Ко времени смерти Толстого уже была написана повесть "Мать", в которой Горький резко повернул от "сверхчеловека" к идее "сверхчеловечества". От обиды на Бога и жажды мести Ему к попытке создания новой веры и новой церкви. Уже была написана "Исповедь", в которой провозглашалась мысль о "богостроительстве". Новая вера не противоречила прежнему "человекопоклонству" Горького, о котором он, в частности, писал в письме к Толстому еще в 1900 году. "Глубоко верю, что лучше человека ничего нет на земле, и даже, переворачивая Демокритову фразу на свой лад, говорю: существует только человек, все же прочее есть мнение. Всегда был, есть и буду человекопоклонником, только выражать это надлежаще сильно не умею". Новая вера была продолжением "человекопоклонства", но только в возможность обращения личности в божество Горький уже не верил.
Смерть Толстого ставила последнюю точку в былой романтической вере, как смерть Акулины Ивановны ставила последнюю точку в вере в силу жалости и любви. Впрочем, эти точки ставились только в его голове. Недаром Толстой однажды заметил Горькому: "Ума вашего я не понимаю – очень запутанный ум, а вот сердце у вас умное… да, сердце умное!"

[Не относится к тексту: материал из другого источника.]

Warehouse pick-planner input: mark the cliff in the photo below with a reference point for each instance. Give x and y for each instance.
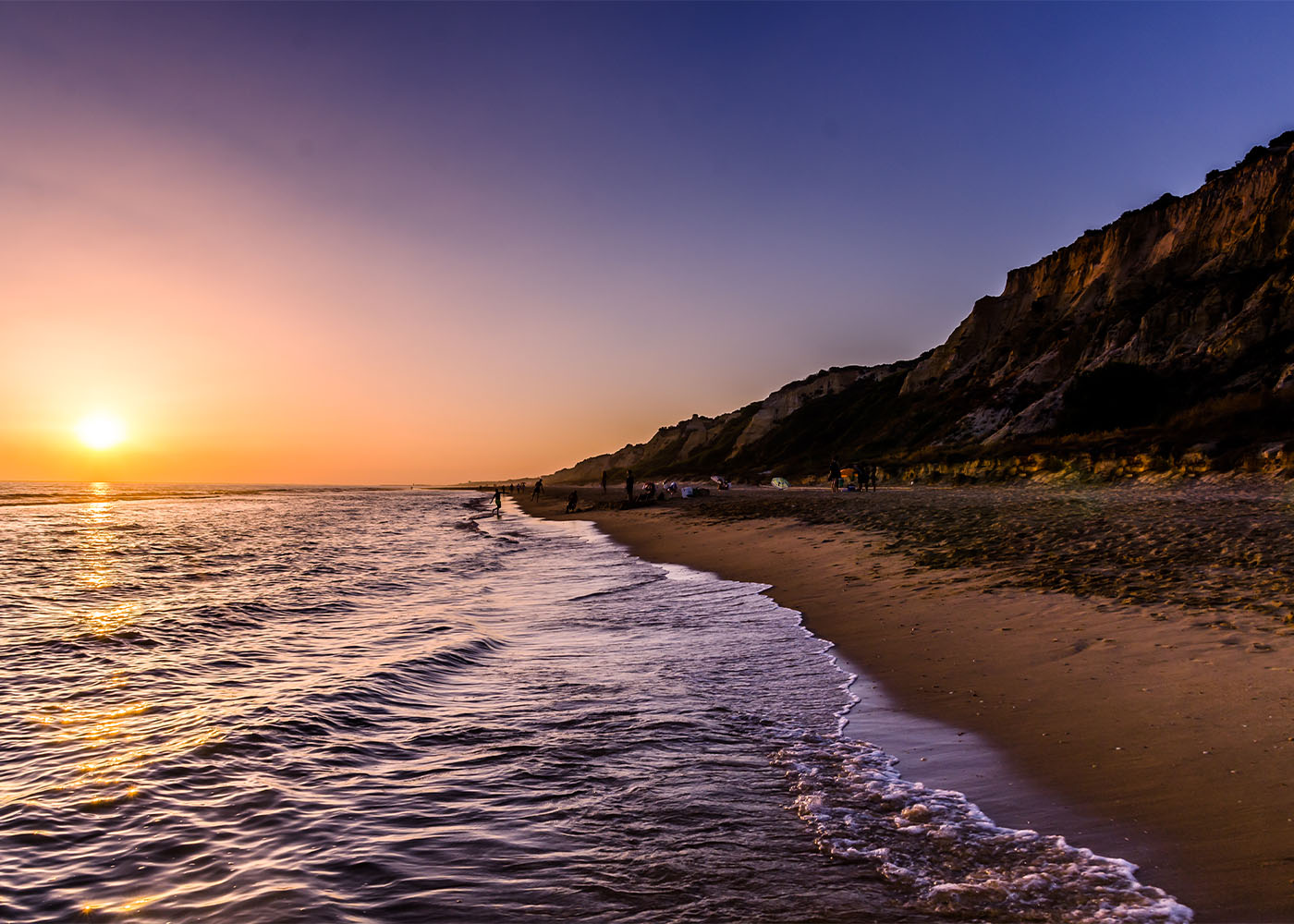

"А вот теперь (после смерти Толстого. – П.Б.) - чувствую себя сиротой, пишу и плачу, никогда в жизни не случалось плакать так безутешно, и отчаянно, и горько. Я не знаю – любил ли его, да разве это важно – любовь к нему или ненависть? Он всегда возбуждал в душе моей ощущения и волнения огромные, фантастические; даже неприятное и враждебное, вызванное им, принимало формы, которые не подавляли, а, как бы взрывая душу, расширяли ее, делали более чуткой и емкой. Хорош он был, когда, шаркая подошвами, как бы властно сглаживая неровность пути, вдруг являлся откуда-то из двери, из угла, шел к вам мелким, легким и скорым шагом человека, привыкшего много ходить по земле, и, засунув большие пальцы рук за пояс, на секунду останавливался, быстро оглядываясь цепким взглядом, который сразу замечал все новое и точно высасывал смысл всего.
– Здравствуйте!
Я всегда переводил это слово так: "Здравствуйте, – удовольствия для меня, а для вас толку не много в этом, но все-таки – здравствуйте!""
Последним даже не словом, а своеобразным моральным жестом Горького в отношении Толстого, не бога, а человека, было его публичное, от 1924 года, выступление в берлинском журнале "Беседа" в защиту уже покойной Софьи Андреевны Толстой. Поводом к написанию статьи Горького "О С.А.Толстой" послужила книга В.Г.Черткова "Уход Толстого" (Берлин, 1922), в которой известный последователь учения Льва Толстого изобразил его "уход" как результат исключительно "семейной драмы", тенденциозно изобразив при этом жену Толстого, мать его большого семейства.